Weigel

New Arrivals in the Political Blogosphere

I’m Sasha Issenberg, normally the author of leisurely pieces here at Slate about the science of campaigns under the Victory Lab flag. (My book on the subject, The Victory Lab: The Secret Science of Winning Campaigns, will be out in September — but never too early to pre-order.) I apologize in advance for my physiological inability to keep up with Weigel’s blogging metabolism over the next month as Dave steps away to tend to other projects for a month.

It feels somehow auspicious to be joining the blogosphere the same week as an impressive trifecta of political scientists who will devote their new Mischiefs of Faction to the compelling and generally undercovered subject of political parties: Georgetown’s Hans Noel (author of the The Party Decides, which you should have been reading this winter), the University of Denver’s Seth Masket, and the University of Miami’s Gregory Koger. 

Masket’s maiden post, nicely timed to the day Mitt Romney clinched the nomination, offers a compelling twist on the question of how inevitable that outcome was.
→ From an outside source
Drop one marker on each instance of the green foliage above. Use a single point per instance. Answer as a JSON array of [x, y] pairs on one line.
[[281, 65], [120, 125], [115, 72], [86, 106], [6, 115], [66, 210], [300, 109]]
While many have concluded that Romney managed to win despite being a flip-flopper, Masket argues it could have turned out no other way:

No one taking the stances Romney needed to take to win this year could have had the sort of résumé needed to be a typical major party nominee. The Republican Party has been moving to the right very quickly in recent years. Almost no one taking the stances that Romney is taking now could have been elected as a senator or a governor from most states just a few years ago. So, if you were consistently conservative (like, say, Bachmann or Santorum), you were either doomed to service in the House or to being kicked out of the Senate. If you had a presidential résumé, conversely, it was probably because your views were pretty moderate a few years ago. Arguably, the only person who can get nominated in the current Republican Party is someone who has pivoted to the right rapidly in the past decade. Rapid polarization makes flip-flopping a necessity.

Pay them a courtesy call in one of the hours when Jeremy Stahl and I fail to produce new content at a Weigel-like clip.